The main determinations by the management board regarding the content of the risk reports and the reporting cycle are:

- The structure of the top risk is based on the initial risk assessment, including:
- The Top Risks (refer to attachment 2)
  - a management board member as a Senior Custodian for each of the Top risks
  - the defined countermeasures (mitigation control) including responsibilities for each of the Top risks
- Further Risks to be disclosed by Risk Experts with countermeasures (refer to attachment 2)
  - For each of the further Risks a direct report manager
    to the management board should be a Senior Custodian
  - a defined countermeasure including responsibilities for the each risk.
- Further Risk to be disclosed by Risk Experts (refer to attachment 2)
  - No countermeasures need to be defined for such risks.
The risk reporting cycle regarding its main relevant contents is as follows:
- Once a year a formal risk report has to be created based on the existing workshops:
  - the results will be consolidated by the Risk manager and presented to the management board.
  - the Management board approves the risk report and informs the Board of Directors which approves the release to CVM.
- After 6 months there will be a request to the risk management organization to report new top risks
  - the Risk manager informs the management board, then the Management board reports to the Board of directors in case of there are changes in the top risks: Increase of the risk value; or new top risks identified (refer to attachment 2) .
- In case during the year the risk situation changes seriously, there will be an Ad-hoc risk reporting to the Management board.

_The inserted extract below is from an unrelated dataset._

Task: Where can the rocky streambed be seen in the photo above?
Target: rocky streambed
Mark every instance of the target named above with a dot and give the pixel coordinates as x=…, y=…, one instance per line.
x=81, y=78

The Risk expert is in charge of self-assessing if the countermeasure (mitigation control) has been applied in accordance with the mitigation control design. In case of any countermeasure weakness, the risk expert must inform the supervisor and the risk manager.

The next picture demonstrates an overview of the risk management process:

Figure 2: Overview of Risk Management process

This policy is disclosed to all the employees through the Intranet (webpage: Brasil Finanças e Controladoria / Gestão de Riscos).

In addition, the policy is communicated to the executives (EL) and managers (ML1) through training sessions/workshops who must accept and be committed to comply with the requirements.